Там оказалась папка с рисунками, два компьютерных жёстких диска с важной информацией, школьная серебряная медаль, пузырёк с серной кислотой, ещё один пузырёк с черепом и костями на этикетке и надписью «Йад для аффтара», сотовый телефон, сторублёвая
Содержимое мне понравилось. Хозяину таких вещей можно было доверять.
***
Надо сказать, что, несмотря на вещи, в Патрике я поначалу усомнился. Дело в том, что сразу по приезде ему требовалось встретиться с некой своей подругой, с коей он, как и со мной, познакомился через Интернет. Более-менее разобравшись в обстановке, мы отправились к ней.

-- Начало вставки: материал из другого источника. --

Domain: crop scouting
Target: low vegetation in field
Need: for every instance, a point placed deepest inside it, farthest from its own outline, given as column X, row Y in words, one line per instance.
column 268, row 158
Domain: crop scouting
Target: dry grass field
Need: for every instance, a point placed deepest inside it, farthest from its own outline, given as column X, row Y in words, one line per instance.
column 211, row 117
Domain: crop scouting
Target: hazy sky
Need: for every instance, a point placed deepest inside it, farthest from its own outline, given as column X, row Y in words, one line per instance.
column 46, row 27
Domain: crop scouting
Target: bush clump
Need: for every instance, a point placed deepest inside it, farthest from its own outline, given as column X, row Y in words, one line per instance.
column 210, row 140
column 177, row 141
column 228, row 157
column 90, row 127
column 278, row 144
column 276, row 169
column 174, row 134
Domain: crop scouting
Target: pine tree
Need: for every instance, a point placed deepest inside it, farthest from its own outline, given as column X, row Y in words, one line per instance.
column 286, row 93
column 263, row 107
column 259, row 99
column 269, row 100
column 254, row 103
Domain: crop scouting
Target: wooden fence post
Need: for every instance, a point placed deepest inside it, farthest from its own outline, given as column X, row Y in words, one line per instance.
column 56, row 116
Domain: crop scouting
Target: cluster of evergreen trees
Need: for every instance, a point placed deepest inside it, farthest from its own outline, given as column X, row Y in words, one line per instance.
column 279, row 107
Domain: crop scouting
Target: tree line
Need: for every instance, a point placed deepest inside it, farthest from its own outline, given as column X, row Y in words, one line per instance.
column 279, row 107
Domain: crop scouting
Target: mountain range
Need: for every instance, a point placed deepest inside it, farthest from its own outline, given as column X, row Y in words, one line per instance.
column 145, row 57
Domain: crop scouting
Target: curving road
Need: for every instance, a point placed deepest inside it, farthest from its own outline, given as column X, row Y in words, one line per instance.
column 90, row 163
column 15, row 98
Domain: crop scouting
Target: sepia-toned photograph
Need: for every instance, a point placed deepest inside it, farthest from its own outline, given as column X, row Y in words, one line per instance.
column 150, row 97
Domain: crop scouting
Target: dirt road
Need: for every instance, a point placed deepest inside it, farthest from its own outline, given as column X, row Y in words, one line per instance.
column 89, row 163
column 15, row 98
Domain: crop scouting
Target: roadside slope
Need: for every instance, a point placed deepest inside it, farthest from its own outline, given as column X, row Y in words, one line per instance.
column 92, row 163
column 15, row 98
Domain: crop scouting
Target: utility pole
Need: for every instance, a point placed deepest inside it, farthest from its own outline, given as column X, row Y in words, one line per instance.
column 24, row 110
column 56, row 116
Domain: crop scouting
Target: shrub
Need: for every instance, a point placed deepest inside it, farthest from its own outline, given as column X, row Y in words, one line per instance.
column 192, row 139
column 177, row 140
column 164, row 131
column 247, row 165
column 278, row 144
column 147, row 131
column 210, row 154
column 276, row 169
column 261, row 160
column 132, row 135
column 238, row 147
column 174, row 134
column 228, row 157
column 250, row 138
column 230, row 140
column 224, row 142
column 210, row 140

Подруга Патрика жила в элитном жилом комплексе и проводила много времени с музыкантами-металлистами, даже пела в одной «готической» группе. Для пущей готичности она взяла труднопроизносимый немецкий псевдоним (не помню какой). Лет ей было 19, а её ребёнку исполнился год. Она употребляла левомицетин, чтобы иметь осиную талию, но от препарата ей становилось плохо, и на протяжении нашей двухчасовой прогулки она более десятка раз едва не падала в обморок. Насколько я понимаю, последнее обстоятельство больше всего импонировало Патрику, поскольку отлично вписывалось в его концепцию «саморазрушения». И ровно так же, как нравилось оно Патрику, отвращало оно меня. И всё остальное отвращало. Но больнее всего было чувствовать, что, когда мы приехали, Патрик сразу же взял подругу свою за руку и стал разгуливать с нею по берегам унылого пруда, а я плёлся за ними и не знал, что делать. Такое происходило в любой компании, где, помимо меня, присутствовало ещё хотя бы два человека. Этим двоим, как только они друг друга видели, становилось до лампочки моё существование, и они только друг с другом и разговаривали, лишь изредка донимая меня идиотским вопросами, вроде «чего молчишь?», «чего грустишь?». Я, разумеется, понимал, что дело во мне, а не в Патрике, но всё же обиделся на него, за то что он повёл себя так же, как остальные, и уже меньше доверял ему. Эти сомнения, как и все остальные, ещё сыграют с нами злую шутку.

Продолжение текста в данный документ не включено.